The Fifth Circuit therefore remanded the case to the bankruptcy court to consider whether the make-whole premium under the note agreement constitutes "unmatured interest" that must be disallowed under Section 502(b)(2) of the Bankruptcy Code. In remanding the case, the Fifth Circuit also observed that it "sees no reason why the solvent-debtor exception could not apply" and suggested that a bankruptcy court "might," absent compelling equitable considerations, enforce the parties' contractual rights and require the payment of the make-whole premium because the debtors are solvent.5
Given the legal and economic significance of the questions left to be resolved in light of the Fifth Circuit's latest decision in this case, debtors and creditors alike—both within the Fifth Circuit and around the country—are likely to watch closely how the bankruptcy court addresses these questions in the coming months.
1 Ultra Petroleum Corp. v. Ad Hoc Comm. of Unsecured Creditors of Ultra Res. (In re Ultra Petroleum Corp.), __ F.3d ___, 2019 WL 6318074 (5th Cir. 2019). The Fifth Circuit's opinion withdrew and superseded its January 2019 opinion in Ultra Petroleum Corp. v. Ad Hoc Comm. of Unsecured Creditors of Ultra Res. (In re Ultra Petroleum Corp.), 913 F.3d 533 (5th Cir. 2019).
2 The term "unmatured interest" is not defined under the Bankruptcy Code. In its now-withdrawn opinion, the Fifth Circuit said that Section 502(b)(2) disallows claims that are the "economic equivalent" of unmatured interest.
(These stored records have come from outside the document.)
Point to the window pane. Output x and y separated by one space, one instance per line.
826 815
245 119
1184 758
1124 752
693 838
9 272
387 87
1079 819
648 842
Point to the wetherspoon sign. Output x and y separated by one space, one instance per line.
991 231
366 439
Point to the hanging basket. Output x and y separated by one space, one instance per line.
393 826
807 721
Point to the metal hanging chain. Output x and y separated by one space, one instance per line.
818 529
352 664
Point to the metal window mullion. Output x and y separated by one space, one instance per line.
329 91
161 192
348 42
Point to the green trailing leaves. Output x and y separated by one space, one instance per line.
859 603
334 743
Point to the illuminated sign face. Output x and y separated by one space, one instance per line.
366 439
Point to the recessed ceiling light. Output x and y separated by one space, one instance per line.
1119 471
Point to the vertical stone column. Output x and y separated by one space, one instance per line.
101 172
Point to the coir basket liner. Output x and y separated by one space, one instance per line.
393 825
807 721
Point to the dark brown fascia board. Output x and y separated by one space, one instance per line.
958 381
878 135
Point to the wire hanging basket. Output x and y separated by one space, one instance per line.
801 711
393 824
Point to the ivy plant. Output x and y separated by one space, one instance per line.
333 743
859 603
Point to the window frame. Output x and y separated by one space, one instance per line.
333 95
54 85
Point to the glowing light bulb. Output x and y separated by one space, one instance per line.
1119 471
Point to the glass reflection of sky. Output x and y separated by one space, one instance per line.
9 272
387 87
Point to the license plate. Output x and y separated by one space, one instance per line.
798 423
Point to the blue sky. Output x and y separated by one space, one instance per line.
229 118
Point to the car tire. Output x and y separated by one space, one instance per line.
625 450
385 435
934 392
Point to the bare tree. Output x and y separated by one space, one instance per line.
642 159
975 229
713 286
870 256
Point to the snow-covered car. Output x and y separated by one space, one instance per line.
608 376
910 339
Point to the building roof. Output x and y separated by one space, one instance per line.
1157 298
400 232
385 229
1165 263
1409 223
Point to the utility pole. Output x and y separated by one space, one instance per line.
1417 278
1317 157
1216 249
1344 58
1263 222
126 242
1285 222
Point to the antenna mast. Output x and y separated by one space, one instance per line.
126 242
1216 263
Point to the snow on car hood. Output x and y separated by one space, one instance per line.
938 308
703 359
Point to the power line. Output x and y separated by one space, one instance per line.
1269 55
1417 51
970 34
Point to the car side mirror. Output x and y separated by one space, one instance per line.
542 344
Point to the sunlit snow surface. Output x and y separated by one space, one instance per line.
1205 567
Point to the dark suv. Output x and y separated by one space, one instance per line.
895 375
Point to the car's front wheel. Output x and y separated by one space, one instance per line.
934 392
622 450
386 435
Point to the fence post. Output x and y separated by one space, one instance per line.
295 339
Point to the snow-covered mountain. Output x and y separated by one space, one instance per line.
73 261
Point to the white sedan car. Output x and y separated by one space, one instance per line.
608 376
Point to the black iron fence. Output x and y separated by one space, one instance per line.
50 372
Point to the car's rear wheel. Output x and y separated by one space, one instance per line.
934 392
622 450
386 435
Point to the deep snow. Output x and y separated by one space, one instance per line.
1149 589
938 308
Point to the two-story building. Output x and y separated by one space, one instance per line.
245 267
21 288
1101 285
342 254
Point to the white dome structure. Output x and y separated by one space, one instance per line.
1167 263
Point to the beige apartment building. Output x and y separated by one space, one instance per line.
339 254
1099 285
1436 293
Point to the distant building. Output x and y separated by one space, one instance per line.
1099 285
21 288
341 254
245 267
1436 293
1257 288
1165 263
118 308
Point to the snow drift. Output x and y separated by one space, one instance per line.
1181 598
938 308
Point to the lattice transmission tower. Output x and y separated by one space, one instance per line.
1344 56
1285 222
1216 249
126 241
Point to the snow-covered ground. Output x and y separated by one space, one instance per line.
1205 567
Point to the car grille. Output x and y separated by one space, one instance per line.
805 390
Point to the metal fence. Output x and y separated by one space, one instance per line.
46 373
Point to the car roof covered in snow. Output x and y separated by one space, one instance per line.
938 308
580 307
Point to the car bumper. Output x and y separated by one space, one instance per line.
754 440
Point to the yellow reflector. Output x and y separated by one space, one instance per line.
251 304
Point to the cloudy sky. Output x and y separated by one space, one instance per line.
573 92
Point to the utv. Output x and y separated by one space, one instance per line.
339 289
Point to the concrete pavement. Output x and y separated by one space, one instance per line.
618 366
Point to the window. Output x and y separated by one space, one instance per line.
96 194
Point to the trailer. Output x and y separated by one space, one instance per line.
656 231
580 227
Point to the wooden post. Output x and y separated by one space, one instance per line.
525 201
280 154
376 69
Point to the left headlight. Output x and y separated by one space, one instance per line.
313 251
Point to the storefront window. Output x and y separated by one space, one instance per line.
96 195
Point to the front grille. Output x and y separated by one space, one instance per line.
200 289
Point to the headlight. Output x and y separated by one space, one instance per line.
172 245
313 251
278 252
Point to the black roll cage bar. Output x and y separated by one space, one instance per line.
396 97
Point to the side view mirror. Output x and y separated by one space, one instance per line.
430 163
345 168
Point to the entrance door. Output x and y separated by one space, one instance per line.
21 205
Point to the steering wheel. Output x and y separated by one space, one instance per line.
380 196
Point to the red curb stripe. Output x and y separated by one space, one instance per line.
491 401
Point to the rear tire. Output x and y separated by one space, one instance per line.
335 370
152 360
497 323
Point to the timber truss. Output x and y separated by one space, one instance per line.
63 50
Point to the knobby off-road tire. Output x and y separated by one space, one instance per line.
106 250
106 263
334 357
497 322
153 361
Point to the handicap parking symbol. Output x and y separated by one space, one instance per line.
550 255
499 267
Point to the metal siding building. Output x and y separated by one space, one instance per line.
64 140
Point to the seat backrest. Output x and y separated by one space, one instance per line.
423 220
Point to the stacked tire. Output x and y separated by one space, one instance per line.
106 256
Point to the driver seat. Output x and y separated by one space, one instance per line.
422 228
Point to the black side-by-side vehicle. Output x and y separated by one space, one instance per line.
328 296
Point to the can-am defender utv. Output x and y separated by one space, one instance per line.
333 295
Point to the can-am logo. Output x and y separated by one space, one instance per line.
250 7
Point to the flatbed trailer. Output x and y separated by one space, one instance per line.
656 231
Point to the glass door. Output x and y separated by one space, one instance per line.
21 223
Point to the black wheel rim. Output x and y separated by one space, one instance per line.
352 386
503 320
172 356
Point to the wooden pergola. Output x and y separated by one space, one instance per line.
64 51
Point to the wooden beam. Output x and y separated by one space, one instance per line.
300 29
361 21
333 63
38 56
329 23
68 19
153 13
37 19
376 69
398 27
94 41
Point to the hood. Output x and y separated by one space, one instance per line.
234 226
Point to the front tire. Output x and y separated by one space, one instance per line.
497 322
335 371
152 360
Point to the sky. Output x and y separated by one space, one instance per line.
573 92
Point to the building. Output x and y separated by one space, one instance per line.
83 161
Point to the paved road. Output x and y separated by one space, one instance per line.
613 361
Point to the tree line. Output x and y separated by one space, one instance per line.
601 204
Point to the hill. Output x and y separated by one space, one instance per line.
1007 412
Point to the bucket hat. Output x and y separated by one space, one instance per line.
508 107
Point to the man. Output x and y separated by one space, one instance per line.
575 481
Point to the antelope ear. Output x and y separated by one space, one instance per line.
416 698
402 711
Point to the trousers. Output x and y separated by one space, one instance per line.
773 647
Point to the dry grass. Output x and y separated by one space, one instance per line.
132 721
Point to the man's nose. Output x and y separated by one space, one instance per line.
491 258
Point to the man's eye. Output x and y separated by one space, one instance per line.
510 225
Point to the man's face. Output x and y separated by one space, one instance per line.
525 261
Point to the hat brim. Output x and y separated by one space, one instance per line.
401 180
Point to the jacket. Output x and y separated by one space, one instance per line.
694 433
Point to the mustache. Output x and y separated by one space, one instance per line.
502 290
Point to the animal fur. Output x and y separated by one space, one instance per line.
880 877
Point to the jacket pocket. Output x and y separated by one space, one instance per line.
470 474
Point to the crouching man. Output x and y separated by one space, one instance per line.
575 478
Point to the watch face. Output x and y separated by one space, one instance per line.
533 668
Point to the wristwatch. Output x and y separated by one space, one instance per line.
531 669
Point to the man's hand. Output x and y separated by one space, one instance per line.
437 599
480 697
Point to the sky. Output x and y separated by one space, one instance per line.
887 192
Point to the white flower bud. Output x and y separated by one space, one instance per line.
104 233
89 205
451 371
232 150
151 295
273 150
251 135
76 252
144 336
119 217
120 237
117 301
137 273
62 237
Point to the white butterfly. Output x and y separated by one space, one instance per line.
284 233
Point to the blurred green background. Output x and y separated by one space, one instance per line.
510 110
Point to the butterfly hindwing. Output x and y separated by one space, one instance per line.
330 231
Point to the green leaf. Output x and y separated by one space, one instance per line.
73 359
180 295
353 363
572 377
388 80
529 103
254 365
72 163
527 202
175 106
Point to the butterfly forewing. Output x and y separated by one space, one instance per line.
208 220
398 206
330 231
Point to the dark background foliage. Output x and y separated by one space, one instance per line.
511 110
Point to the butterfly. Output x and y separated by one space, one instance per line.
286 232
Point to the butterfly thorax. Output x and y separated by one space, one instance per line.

Other courts have noted that "unmatured interest" includes interest that is not yet due and payable at the time the bankruptcy case is filed or that is not yet earned. See In re Arcade Publ'g, 455 B.R. 373, 378 (Bankr. S.D.N.Y. 2011). While the Fifth Circuit's withdrawn opinion did not hold definitively that the make-whole premium constituted the economic equivalent of unmatured interest, the court said it was "persuaded" by the debtors' argument to that effect. However, the court also suggested, again without deciding, that the pre-Bankruptcy Code "solvent-debtor" exception may operate as a "carve-out" from the general rule that claims for unmatured interest are disallowed. The withdrawn opinion, however, is not binding on the bankruptcy court on remand.
4 The Fifth Circuit's decision was issued on a direct appeal from the US Bankruptcy Court for the Southern District of Texas because it determined the case raised important and unsettled questions of law.
5 The Fifth Circuit did suggest, however, that the application of the equitable "solvent debtor" exception must only be exercised within the parameters of the Bankruptcy Code, under the US Supreme Court's decision in Law v. Siegel, 571 U.S. 415 (2014). In light of Siegel and similar case law, whether the bankruptcy court therefore might apply the solvent debtor exception in a way that limits noteholders' recovery to some level of interest determined by reference to a state or federal judgment rate—rather than by reference to the parties' contractual rights—remains to be seen. Without expressing a view, the Fifth Circuit further noted that a bankruptcy court's equitable power to enforce the solvent debtor exception may be moored in Section 1124's requirement that a plan leave equitable rights unaltered.